As an entrance it was unbeatable. The Finnish conductor Leif Segerstam is impressive enough just to look at - nearly as wide as he is tall, with a magnificent mane of hair, voluminous beard and eyes that twinkle halogenically. On reaching the podium he opened the score of his Symphony No 35 wide to the auditorium and flicked through the first few pages. Of course, none of us could see a note from that distance. But that wasn't the point. The score, Segerstam explained, was open to us in another sense. This symphony required no conductor. It was chamber music on a massive scale. We were to relate directly to the City of Birmingham Symphony Orchestra as a creative collective of musicians, while he went off to the side of the stage to play the second piano part.

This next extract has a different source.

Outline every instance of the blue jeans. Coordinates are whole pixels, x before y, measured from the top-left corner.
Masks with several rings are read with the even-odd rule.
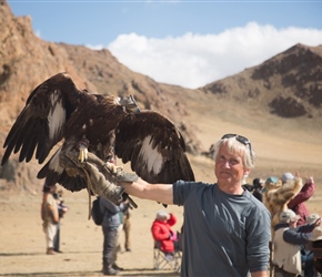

There was something hallucinatory about the experience. The symphony - subtitled Flashbacking Backwardsly - is mostly a dense collage of sounds. Surging string lines, blazing brass chords, shrill woodwind birdsong and a host of other noises struggle for prominence then fall back into the general melee.
Some of it was baffling, but it was rarely long before some new, striking detail caught the ear. It was hard to believe the orchestra was directorless. Everything seemed to happen on cue; whole sections played as one; intensity and concentration never flagged.
As for that title, Flashbacking Backwardsly, Segerstam's note told us, was written at the turn of the millennium and looked back at recent works (symphonies 26-34, all composed in 1999) as though "experiencing an ending backwards". However confusing the experience may have been from time to time, there was no denying that it was alive, not a bizarrely anachronistic Dada-ist experiment.
There was life in abundance too in Segerstam's performance of Mahler's Ninth Symphony - Segerstam very much the conductor this time. In some ways it was a typical composer's interpretation, bringing out details one might not have noticed before, reconsidering tempo-relations.
The sense of shape Segerstam brought to the long, structurally problematic work was remarkable - as though Mahler had taken lessons in organic logic at work from Segerstam's countryman Sibelius. It was also very moving, in a strangely unsentimental way.
Segerstam may be spectacularly eccentric, but he's a lot more as well. This evening there were more than glimpses of something close to genius.